Literature as a Window on History: The Crucible

We are opening our school literature season with a reading of the play, The Crucible by Henry Miller.  This play, written in the 1950’s, revisits Salem Massachusetts at the time of the Salem witch trials.   Today we discussed the nature of the insular Puritan society and the perceived impropriety of two girls caught dancing in the woods.  We discussed the ease with which a small lie can escalate into a communal lie and how quickly a community can rush to persecute the individual, in particular to protect itself from humiliation, or in this case, death.

This play was produced during the era of McCarthyism and ominously warns of the dangers in fearing the unknown and in erroneously accusing others. The notorious witchhunts of the 1950’s ruined the careers of many artists and playwrights as they hastened to defend themselves against accusations of Communism.

We talked about modern applications and the efforts that we make today to avoid these types of global persecutions.  The Crucible portrays fear, persecution and the phobic need for continuity of the current society as unfortunate aspects of the human condition.

Our Homeschool is Now Officially Open!

We spent our first day of school with several hundred other homeschool families at Old Sturbridge Village in Massachusetts.  This is a great way to experience first hand the daily life in a small New England village in the early 1800’s.  We were delighted with the apparent simplicity of existence and the quiet beauty of the village.

Bounce was thrilled to run into each village home He visited the Meeting House, the lawyer’s house, the Towne family home and several others.  He was able to see original writing instruments (quill pens and ink), spools of cloth, jars of pickles and nails and scales for weighing non pre-packaged merchandise.

Bounce and Scooter made miniature town houses, studied archeology, made coyote footprints and also created solar photographs with leaves and flowers gathered from the garden.

Creatress, Quantum and Truth made candles, rode an oxen team and studied hard in their faux one-room schoolhouse.

In all, this was a great opening to our study of early American history.

Lights Out after Irene

We are still in the dark one week after Hurricane Irene and the Happymess kids are surprised at how many things in our home require electricity:  everything!

Sometimes it is more fun without lights!

One question that the kids keep asking is, “When will the power come back?”  It leads one to wonder what people did in the days before electricity was invented, which, contrary to my childrens’ belief, really wasn’t too long ago.

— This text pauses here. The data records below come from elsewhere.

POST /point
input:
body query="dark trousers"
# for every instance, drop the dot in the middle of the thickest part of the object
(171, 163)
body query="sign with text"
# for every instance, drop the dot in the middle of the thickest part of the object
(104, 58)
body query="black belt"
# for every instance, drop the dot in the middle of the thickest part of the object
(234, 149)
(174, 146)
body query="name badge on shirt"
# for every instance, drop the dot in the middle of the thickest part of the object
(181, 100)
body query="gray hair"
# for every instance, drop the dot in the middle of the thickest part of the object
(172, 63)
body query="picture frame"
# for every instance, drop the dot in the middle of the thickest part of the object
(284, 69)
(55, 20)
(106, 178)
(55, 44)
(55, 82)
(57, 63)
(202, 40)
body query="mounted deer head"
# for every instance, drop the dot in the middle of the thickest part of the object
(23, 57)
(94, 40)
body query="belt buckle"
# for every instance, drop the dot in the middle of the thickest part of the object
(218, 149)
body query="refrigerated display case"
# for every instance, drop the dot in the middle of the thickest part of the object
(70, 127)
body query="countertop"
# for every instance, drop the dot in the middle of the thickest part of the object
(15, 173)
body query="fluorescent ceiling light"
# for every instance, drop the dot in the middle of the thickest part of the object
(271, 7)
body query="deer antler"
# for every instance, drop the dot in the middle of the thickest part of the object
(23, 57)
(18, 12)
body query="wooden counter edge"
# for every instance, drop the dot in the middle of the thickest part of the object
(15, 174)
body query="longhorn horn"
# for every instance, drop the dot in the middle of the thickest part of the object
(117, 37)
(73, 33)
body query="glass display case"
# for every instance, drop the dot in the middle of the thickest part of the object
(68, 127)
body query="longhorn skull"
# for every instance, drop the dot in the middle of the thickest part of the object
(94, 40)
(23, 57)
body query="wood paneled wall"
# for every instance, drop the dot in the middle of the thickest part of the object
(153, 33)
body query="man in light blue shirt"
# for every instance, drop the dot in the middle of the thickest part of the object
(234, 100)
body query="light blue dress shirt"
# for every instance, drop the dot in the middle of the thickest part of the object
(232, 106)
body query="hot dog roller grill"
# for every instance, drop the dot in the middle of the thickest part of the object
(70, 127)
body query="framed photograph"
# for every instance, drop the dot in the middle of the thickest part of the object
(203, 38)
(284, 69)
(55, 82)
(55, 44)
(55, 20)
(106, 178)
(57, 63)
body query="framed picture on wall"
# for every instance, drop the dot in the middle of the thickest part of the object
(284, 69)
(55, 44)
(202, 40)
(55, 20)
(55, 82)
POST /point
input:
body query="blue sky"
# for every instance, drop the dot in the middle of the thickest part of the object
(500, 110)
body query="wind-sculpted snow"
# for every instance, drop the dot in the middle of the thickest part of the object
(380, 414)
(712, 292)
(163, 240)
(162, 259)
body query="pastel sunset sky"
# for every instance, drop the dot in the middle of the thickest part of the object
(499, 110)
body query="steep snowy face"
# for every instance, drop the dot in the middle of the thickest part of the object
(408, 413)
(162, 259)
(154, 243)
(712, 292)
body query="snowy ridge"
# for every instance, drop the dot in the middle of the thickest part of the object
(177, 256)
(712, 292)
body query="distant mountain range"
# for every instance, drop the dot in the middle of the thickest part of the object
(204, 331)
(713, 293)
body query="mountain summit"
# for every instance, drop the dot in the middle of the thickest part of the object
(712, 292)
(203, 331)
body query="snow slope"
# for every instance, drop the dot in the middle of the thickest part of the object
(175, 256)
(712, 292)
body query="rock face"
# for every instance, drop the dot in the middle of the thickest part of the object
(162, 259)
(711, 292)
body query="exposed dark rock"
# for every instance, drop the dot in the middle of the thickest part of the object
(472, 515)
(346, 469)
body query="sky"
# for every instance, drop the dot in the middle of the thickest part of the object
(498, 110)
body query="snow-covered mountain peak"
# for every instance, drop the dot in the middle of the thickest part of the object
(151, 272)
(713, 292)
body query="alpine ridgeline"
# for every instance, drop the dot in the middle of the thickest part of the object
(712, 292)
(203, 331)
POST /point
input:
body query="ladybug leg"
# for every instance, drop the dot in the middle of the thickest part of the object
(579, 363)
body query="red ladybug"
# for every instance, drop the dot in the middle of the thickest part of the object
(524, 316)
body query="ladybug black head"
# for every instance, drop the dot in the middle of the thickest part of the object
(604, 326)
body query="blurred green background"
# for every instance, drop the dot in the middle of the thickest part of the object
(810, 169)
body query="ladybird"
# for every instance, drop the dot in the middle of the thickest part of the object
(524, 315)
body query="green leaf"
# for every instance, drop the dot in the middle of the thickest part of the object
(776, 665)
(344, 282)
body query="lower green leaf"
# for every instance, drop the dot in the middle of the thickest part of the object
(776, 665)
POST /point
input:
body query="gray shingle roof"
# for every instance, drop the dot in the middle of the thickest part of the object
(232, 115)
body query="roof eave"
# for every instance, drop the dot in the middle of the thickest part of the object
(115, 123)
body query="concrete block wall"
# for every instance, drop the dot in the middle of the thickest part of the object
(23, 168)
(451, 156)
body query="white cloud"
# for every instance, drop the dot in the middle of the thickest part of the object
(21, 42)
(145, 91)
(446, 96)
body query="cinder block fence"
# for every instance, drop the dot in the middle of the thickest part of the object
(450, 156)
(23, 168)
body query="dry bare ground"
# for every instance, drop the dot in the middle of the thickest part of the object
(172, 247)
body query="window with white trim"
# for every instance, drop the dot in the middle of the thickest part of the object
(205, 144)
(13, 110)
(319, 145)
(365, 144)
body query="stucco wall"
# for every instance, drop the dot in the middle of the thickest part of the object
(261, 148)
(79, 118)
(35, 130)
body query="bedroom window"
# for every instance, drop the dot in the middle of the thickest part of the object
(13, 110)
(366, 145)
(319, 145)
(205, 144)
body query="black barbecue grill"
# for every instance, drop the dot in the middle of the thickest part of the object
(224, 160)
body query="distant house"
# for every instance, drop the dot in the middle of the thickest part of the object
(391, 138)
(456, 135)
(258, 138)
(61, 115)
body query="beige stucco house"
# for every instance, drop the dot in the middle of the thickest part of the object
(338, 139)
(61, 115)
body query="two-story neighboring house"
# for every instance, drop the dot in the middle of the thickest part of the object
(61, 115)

And, speaking of kids and electricity, this website was created by a team of high schoolers for the National History Day competition: This site explores the Rural Electrification Act and the process of electrifying America.

Once again I find myself inspired by what kids can create.

Our Fabulous Constitutional Rights

It is September and time to be grateful for the best gift of the season: the right to homeschool our children.


One of the happiest laws is a non-interference law. Each day I am forever grateful that in this marvelous country of individuality we have the freedom to educate our own children in the manner that seems right for our own families. This freedom seems like it should indeed be a natural and unalienable right. We are responsible for all aspects of our children's care. As parents we naturally make every effort to provide love, food and shelter. However, our most important contributions to our children's welfare are more subtle. Through our everyday interactions with one another we strive to create a moral framework, an appreciation for faith and love. We teach compassion for others. Our families are designed to create a nest in which our network of values and expectations can be taught to the next generation. Thus it is our unalienable right to additionally teach Math and Science and English, if we so desire. What could be more natural?